A Ltd v Z UKEAT/0273/18
Z was employed by A Ltd as a part-time finance co-ordinator. She was dismissed because of poor attendance and timekeeping issues, and brought an employment tribunal (ET) claim for discrimination arising from disability. The parties agreed that Z was disabled for the purposes of the Equality Act 2010 because she suffered from stress, depression, low mood and schizophrenia. However, she had failed to disclose these impairments to A Ltd. She had attributed her numerous sickness absences (including a two week stay in hospital) to physical ailments and made no mention of her mental health conditions.
The Employment Appeal Tribunal (EAT) found that A Ltd did not have constructive knowledge of Z's disability; it could not reasonably have known about Z's disability so her claim could not succeed. The ET had found that Z would have continued to suppress information about her mental health problems and would have refused an occupational health referral. Therefore even if A could reasonably have been expected to do more to find out about Z's health, it could not reasonably have been expected to know about her disability.
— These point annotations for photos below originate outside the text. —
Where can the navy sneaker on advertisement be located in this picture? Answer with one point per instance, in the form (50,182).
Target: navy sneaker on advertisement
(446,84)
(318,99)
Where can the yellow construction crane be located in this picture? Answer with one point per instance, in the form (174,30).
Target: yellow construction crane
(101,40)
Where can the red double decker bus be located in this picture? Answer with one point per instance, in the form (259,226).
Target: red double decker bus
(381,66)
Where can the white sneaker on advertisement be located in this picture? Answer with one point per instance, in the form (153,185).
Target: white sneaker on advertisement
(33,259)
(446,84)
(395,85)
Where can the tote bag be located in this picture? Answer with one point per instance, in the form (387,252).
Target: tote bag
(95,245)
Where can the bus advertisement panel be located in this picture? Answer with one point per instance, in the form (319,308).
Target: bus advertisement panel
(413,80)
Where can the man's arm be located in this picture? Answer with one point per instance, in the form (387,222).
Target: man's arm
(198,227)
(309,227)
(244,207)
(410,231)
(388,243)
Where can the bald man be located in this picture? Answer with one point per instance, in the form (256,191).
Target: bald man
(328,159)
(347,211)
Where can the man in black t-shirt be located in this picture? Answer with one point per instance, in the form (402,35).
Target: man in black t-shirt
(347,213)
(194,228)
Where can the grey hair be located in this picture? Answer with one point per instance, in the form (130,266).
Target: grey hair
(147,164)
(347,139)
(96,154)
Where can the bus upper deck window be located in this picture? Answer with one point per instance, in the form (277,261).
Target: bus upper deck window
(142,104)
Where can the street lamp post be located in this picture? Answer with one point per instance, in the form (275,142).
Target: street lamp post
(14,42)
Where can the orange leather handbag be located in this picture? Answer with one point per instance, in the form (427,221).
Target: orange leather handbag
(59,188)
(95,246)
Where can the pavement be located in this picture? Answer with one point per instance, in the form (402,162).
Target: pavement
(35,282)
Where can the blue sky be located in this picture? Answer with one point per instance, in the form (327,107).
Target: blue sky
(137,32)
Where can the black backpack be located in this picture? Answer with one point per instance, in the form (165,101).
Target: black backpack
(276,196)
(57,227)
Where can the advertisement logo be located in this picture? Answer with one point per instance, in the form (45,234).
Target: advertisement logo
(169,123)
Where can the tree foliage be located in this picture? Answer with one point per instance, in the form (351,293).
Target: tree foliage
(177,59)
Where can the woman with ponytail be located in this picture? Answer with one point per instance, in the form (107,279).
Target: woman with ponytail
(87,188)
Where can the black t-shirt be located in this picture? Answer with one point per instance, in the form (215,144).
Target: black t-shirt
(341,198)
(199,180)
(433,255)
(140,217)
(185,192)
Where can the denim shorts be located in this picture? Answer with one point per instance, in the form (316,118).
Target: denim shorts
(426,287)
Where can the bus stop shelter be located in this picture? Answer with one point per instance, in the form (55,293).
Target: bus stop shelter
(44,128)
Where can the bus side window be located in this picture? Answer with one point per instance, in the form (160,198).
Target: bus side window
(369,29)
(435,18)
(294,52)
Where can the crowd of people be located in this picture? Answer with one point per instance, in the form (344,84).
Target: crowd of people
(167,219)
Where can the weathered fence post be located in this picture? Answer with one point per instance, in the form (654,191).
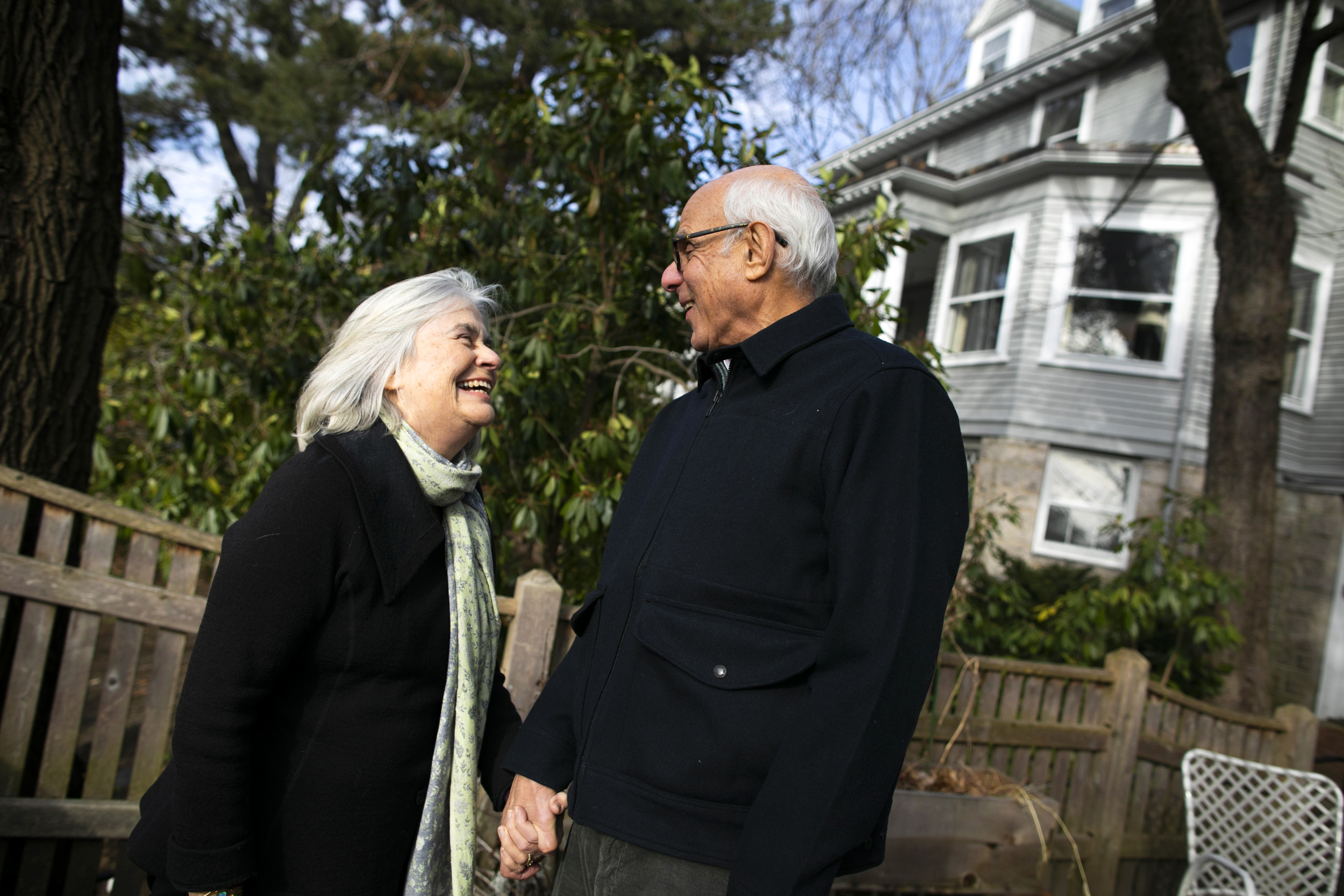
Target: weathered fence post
(527,650)
(1296,747)
(1123,709)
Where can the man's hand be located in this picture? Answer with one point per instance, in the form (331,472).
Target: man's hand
(527,830)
This is a sensible decision. The EAT referred to the EHRC Code, which provides that it is not enough for the employer to show that they did not know the employee was disabled. They must also show that they could not reasonably have been expected to know about it. They therefore have to do all they can reasonably be expected to do to find out if a worker has a disability. Where an employee is determined to conceal a disability, it is very difficult for an employer to find out about it.